Reality Check on Canadian Health Care

The Globe and Mail newspaper is featuring a series of articles on Canadian health care. I find the online comments to these articles most interesting. Many people are defending our current health care system based on the political promises of Medicare and not the realities facing Canadian patients.

Here’s a quick reality check:

Equal access based on need – The fact that some citizens are exempt from the Canada Health Act and therefore able to bypass health care queues makes equal access based on need a moot claim. Also, if your medical condition or required treatment doesn’t fall into one of the government’s current priority areas, then it seems your needs don’t matter as much.

Medicare covers everything – People still believe that our public health care system will cover all of their medical needs. Medicare coverage largely depends on where you live, your medical condition and what treatment options are available through your provincial government health insurance plan. If you want cutting-edge treatment options you may need to leave your province or the country.

Few Canadians go bankrupt due to medical bills – Many Canadian patients are forced to use cash savings, take a second mortgage on their house or borrow money to help finance medical care or receive treatment options not available under Medicare. We just don’t hear about it in the news.

Private health care will take doctors away from the public system – Many of our best and brightest doctors have already left the public system. A majority of them leave the country because they need to have the tools and time to hone their skills and become leaders in their respective fields. Our public health care system and its funding woes place limits on the number of OR hours, surgeries, access to updated technology and equipment and recognition of individual performance. More private health care options may encourage our doctors to stay here or better yet, encourage those abroad to come back home.

Private health care only benefits those who can afford it – How is the situation of a poor patient made any better by prohibiting all patients from using their own money to pay for private health care?

Profit has no place in health care – The whole notion that profit has no place in health care is ridiculous and ranks right up there with our health care is free.
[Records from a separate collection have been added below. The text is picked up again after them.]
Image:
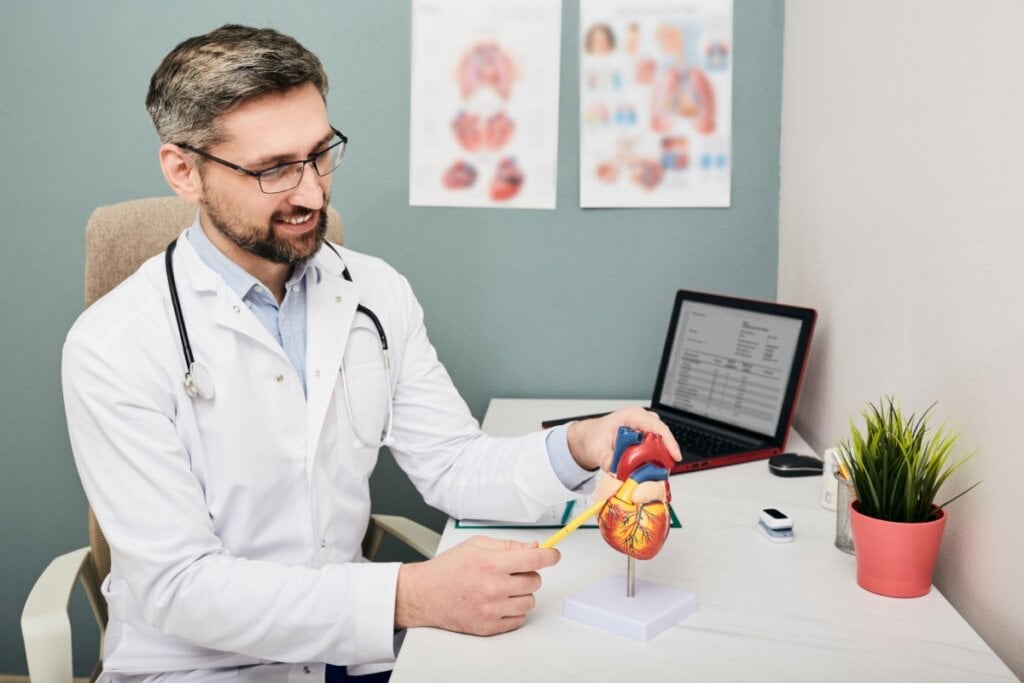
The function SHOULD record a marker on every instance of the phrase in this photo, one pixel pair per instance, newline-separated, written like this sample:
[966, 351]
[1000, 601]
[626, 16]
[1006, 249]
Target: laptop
[729, 377]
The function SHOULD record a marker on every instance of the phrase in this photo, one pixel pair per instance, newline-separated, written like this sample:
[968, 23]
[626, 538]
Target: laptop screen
[734, 361]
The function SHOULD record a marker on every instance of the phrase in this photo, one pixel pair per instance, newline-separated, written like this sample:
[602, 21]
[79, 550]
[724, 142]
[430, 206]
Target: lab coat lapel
[330, 312]
[225, 309]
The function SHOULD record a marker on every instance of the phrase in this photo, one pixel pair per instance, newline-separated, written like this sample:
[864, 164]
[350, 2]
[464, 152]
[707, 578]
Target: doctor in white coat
[235, 520]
It takes years and millions of dollars to research and develop new medical devices, technologies and pharmaceuticals. Without the opportunity to make a profit from these discoveries there is little incentive to continue making them. The pursuit of profit helps to drive innovation and excellence in health care. Limiting this pursuit in Canada has resulted in the dysfunctional health care system we have today.
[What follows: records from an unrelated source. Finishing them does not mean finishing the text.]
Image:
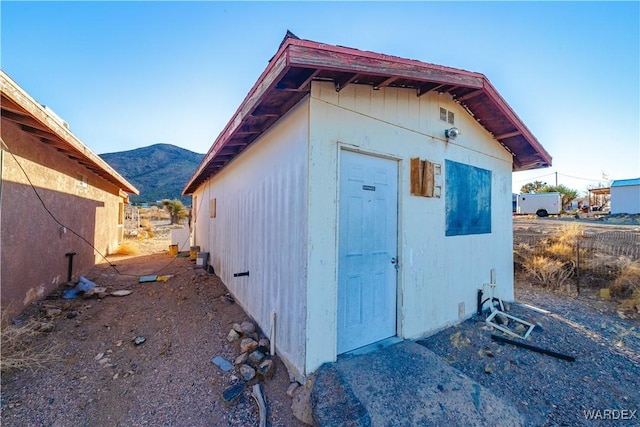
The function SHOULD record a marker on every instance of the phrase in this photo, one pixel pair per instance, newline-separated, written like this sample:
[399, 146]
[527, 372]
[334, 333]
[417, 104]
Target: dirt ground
[104, 379]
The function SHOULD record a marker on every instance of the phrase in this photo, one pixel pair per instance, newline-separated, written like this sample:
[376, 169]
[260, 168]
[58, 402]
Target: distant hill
[159, 171]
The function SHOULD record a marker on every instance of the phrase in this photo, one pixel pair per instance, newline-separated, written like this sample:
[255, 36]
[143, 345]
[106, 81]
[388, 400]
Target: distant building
[53, 189]
[625, 196]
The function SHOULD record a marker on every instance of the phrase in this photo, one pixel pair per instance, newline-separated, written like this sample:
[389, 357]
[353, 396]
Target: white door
[368, 213]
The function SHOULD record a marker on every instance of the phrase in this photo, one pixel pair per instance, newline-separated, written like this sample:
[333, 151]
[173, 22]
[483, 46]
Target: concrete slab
[404, 384]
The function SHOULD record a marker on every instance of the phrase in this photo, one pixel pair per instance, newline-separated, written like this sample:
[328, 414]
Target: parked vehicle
[541, 204]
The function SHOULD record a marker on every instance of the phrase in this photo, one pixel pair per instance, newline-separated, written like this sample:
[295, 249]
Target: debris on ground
[83, 285]
[222, 363]
[121, 293]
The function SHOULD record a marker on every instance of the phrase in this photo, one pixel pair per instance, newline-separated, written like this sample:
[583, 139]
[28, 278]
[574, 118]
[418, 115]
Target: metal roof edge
[48, 119]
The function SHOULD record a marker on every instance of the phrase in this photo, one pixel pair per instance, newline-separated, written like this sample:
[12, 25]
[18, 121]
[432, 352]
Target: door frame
[341, 146]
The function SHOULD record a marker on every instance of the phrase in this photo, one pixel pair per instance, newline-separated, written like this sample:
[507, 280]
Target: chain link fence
[574, 257]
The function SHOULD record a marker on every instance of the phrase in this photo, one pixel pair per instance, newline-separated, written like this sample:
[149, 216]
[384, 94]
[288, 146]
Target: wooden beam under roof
[23, 120]
[426, 88]
[343, 59]
[342, 83]
[470, 95]
[39, 132]
[507, 135]
[387, 82]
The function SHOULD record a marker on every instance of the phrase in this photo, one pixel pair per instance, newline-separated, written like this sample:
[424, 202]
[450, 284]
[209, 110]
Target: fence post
[578, 264]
Canadians have free health care – Why do people still believe we have free health care? We don’t. We pay the government taxes and they decide what type of health care our money will buy for us.

3 Comments

  1. Karen King

    As the mother of a 7 year old boy with a rare disease called SAPHO Syndrome living in Newfoundland, there is so much that I could say that would enlighten the public on our so called “free” health care. My son is the only child here with his disease so he does not fall into any category that exists for his treatment. Which also means there is no specialists in my province that is trained to oversee all of his health issues. This means that he has to be taken out of the Country for treatment but our government will not help with that cost because SAPHO Syndrome does not apply to any of their categories. I have been fighting the system for over 2 years now and every time I think that they are about to help us, they disappear and stop responding to my messages.
    I wish that the Globe and Mail would contact me so that I could educate them on our so called great, free health care. It seems that this article may have been written without the proper investigation.

    Reply
    • admin

      Karen,
      Your family’s experience with our health care system confirms the problems many Canadians face when trying to access medical treatment and coverage. Thank you for sharing your story with us and helping to inform others about the realities of Canadian health care.

      Reply
    • Kartik

      I sympathize with you! There are too many people across this country waiting for diagnostic tests and life saving (as well as life enhancing) surgery across this country. Canada has become notorious for waiting time deaths. We love to demonize the US but we’re not above taking full advantage of their system’s strengths.